Limited Prototype Showcases Advanced Capabilities
The Nubia M153, priced at RMB3,499 ($494), serves as an engineering prototype designed for industry insiders rather than mass-market consumers. The device features a 6.78-inch screen, a 50-megapixel triple-camera system, and runs on the Qualcomm Snapdragon 8 Elite Gen 5 processor.
Users activate the assistant through a dedicated AI button on the device's side. A demonstration video showed the assistant performing multi-step operations: identifying a product from an image, searching across Taobao, Pinduoduo, JD.com and Douyin Mall, comparing prices, and selecting the cheapest option for purchase.
The assistant can also book restaurants and transport, add podcast episodes to playlists, and manage work tasks on collaboration platforms like Feishu. With memory function enabled, it records conversations locally, generates to-do lists, and recalls user preferences such as previously booked train seats or delivery locker locations.
ByteDance and ZTE acknowledged the prototype's software "cannot guarantee the functional completeness of a mature mobile product" and may lag behind mainstream flagships. The companies committed to releasing software updates every two weeks through March 2026.
System-Level Integration Strategy
ByteDance's approach centers on operating-system integration rather than app-based functionality. The assistant appears as an overlay without disrupting current applications, allowing users to query information or execute commands through voice or the AI button without switching apps.
"It's been more than a decade since Apple launched Siri in 2011," said Gan Lin from the Doubao Mobile Assistant team. "In 2022, the release of ChatGPT inspired the entire industry to reimagine the potential of mobile voice assistants, and we were part of this collective journey."

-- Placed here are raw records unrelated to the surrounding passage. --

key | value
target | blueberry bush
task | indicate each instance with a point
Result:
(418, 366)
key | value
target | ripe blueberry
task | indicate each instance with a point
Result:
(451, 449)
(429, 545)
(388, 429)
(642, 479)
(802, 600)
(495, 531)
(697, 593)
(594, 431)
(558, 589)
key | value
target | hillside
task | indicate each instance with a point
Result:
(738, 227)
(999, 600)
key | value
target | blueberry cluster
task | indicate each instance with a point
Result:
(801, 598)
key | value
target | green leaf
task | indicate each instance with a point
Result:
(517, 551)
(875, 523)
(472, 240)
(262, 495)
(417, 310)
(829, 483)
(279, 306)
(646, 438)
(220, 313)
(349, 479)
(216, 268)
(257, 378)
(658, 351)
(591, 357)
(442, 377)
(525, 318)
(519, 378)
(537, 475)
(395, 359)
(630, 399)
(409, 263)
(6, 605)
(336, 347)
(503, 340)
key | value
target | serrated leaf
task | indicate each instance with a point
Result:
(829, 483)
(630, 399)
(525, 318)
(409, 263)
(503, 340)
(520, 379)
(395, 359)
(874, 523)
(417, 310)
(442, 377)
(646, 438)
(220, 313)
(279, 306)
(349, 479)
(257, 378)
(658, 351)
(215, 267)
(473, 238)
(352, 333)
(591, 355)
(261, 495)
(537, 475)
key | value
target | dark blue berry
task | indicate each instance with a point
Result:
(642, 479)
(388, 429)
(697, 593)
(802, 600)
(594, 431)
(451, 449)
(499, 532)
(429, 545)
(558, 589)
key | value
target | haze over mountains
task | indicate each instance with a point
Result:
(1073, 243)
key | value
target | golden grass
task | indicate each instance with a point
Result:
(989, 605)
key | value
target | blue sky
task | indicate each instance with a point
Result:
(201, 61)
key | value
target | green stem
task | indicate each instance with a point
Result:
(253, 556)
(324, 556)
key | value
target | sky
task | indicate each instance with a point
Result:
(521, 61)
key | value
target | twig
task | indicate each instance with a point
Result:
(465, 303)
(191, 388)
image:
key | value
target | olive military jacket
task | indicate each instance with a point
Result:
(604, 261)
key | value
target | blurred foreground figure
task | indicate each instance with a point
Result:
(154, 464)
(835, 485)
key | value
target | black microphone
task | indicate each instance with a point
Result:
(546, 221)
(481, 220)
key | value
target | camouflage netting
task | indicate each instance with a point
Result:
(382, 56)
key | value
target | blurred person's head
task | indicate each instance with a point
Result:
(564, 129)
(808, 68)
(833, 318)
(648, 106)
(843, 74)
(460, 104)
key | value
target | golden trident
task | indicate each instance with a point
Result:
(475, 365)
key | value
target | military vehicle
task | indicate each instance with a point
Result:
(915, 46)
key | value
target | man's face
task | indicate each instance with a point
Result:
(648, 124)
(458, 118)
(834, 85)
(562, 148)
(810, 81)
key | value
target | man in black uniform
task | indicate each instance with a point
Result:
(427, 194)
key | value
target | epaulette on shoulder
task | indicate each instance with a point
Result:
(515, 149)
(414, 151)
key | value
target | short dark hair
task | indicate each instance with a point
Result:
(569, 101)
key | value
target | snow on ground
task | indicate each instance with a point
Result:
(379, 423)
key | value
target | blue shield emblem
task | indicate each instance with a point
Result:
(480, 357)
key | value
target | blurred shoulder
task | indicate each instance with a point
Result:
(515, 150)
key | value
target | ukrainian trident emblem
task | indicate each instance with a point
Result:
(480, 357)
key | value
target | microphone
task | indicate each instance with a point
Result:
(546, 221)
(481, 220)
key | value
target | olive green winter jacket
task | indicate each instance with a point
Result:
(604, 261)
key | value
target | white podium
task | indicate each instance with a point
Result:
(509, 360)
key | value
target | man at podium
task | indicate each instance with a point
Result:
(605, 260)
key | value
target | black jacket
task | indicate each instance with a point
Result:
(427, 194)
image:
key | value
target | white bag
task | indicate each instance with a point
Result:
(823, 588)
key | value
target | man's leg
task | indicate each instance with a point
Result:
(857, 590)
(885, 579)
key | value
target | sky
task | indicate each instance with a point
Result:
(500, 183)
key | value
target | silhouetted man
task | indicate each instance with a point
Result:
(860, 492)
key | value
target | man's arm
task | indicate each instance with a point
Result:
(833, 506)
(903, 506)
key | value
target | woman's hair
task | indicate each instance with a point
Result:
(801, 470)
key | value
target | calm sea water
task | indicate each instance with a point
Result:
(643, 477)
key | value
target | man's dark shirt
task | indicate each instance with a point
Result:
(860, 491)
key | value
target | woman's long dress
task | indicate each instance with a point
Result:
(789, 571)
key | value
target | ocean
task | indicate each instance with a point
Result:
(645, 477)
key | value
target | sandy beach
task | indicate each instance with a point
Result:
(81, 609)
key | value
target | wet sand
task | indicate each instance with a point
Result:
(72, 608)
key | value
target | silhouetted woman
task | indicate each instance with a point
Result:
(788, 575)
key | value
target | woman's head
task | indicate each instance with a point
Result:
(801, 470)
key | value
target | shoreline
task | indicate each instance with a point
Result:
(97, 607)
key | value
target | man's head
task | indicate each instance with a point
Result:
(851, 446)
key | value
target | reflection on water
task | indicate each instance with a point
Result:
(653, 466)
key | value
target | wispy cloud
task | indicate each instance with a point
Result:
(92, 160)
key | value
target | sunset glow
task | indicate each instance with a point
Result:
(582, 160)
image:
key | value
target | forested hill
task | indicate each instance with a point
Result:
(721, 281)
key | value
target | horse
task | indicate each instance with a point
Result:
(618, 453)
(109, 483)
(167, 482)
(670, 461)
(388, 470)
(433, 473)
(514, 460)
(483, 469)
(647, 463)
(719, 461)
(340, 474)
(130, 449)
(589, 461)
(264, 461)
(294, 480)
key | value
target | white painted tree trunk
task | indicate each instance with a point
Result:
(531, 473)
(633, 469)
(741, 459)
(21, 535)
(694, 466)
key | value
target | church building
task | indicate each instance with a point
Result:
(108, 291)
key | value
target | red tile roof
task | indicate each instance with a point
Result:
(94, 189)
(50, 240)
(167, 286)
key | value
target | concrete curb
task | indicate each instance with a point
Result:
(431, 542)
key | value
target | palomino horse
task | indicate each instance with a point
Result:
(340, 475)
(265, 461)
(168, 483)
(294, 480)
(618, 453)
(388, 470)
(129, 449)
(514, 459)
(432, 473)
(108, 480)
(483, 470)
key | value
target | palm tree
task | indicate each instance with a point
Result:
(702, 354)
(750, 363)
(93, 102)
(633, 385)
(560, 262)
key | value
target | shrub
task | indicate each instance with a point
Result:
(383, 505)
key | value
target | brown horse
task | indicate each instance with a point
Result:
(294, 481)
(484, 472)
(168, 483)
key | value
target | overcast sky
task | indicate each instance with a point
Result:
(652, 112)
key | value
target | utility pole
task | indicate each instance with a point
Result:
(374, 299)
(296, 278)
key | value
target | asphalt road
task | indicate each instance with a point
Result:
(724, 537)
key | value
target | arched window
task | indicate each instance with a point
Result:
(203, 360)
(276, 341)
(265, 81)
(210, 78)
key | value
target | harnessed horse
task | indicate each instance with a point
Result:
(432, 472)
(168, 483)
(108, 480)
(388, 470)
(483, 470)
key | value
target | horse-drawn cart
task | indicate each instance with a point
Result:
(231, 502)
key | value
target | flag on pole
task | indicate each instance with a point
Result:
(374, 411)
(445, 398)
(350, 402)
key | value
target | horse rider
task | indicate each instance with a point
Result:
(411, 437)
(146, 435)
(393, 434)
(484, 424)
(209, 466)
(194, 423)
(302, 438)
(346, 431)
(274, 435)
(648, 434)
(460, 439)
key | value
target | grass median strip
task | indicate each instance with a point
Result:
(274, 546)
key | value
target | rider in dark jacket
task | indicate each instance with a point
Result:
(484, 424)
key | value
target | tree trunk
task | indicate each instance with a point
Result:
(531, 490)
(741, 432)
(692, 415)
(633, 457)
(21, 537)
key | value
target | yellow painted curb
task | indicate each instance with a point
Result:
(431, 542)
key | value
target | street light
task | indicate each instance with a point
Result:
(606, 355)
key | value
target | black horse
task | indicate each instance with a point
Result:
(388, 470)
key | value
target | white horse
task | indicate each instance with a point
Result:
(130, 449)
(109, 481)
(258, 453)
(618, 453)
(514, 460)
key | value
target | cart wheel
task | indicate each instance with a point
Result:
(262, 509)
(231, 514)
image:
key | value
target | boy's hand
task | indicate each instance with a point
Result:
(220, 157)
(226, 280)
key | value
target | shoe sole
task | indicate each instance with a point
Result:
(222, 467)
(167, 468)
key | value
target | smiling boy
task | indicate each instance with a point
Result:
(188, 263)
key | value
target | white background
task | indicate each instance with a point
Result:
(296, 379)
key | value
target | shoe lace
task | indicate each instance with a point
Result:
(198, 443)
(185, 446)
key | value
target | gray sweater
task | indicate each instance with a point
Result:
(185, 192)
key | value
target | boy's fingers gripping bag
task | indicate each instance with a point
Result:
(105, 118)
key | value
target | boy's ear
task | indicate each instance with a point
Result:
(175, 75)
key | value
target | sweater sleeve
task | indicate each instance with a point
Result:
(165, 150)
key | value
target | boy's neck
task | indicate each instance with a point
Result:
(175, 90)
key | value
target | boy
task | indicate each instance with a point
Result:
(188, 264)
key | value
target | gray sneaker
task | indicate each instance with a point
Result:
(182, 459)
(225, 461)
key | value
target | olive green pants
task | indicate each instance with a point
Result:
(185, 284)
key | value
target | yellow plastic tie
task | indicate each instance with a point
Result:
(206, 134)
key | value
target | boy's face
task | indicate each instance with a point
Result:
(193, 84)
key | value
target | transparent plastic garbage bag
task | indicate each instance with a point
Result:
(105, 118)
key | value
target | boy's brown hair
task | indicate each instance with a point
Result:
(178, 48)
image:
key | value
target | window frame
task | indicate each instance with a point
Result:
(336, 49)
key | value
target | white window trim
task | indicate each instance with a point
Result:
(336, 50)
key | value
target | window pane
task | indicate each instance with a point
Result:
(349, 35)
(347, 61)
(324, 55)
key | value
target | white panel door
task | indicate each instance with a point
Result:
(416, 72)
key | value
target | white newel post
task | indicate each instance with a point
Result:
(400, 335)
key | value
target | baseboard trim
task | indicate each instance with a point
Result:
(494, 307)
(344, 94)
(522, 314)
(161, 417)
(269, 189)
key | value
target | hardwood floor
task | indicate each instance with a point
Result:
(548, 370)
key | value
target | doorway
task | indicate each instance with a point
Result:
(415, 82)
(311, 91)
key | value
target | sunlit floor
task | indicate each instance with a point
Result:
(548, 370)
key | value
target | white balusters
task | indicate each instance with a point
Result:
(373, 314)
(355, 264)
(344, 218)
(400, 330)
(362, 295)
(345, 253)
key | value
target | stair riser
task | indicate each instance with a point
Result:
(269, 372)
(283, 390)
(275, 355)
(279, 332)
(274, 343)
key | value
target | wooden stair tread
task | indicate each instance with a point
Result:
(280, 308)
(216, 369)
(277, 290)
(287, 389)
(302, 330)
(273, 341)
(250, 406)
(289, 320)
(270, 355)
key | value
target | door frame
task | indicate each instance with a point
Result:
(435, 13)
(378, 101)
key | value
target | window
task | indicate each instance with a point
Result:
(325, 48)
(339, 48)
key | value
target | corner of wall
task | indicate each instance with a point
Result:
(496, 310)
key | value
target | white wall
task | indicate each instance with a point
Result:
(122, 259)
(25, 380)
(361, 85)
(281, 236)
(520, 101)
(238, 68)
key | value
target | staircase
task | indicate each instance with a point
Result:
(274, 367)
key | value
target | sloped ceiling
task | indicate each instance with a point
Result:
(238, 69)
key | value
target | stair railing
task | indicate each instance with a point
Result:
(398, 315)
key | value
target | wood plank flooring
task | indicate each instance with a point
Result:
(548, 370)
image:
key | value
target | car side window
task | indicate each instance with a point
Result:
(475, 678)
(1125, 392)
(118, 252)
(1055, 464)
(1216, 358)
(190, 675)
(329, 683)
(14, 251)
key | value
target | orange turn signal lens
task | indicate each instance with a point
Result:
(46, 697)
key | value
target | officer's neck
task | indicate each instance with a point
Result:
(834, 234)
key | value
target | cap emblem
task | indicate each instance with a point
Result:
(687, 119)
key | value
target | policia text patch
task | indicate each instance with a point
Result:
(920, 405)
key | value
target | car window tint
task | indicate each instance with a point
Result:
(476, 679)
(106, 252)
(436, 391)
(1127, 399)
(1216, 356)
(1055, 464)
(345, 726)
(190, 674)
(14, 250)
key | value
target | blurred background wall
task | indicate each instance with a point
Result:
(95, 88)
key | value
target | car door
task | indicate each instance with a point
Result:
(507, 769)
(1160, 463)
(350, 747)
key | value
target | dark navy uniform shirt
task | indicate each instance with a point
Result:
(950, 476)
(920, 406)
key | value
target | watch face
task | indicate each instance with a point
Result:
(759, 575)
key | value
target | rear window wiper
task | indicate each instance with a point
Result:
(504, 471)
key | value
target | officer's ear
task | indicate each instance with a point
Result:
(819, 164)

The company is developing a Pro mode that directly calls system tools rather than simulating clicks, improving execution efficiency. Demonstrated scenarios showed the assistant planning a Paris trip by marking collected restaurants on maps, checking museum exhibitions based on user preferences, booking tickets, and organizing information into memos.
However, the demonstration revealed limitations. A price comparison task took three minutes and 12 seconds, with the AI missing discount opportunities such as multi-buy offers and payment method rebates. ByteDance acknowledged that due to large language model uncertainty, operations cannot be completed successfully 100% of the time.
Avoiding Direct Hardware Competition
The partnership reflects ByteDance's evolved hardware strategy. In 2019, the company acquired part of struggling smartphone brand Smartisan, launching the Nut Pro 3 and Nut R2, which underperformed. The phone team was later merged into the education department for student gadgets.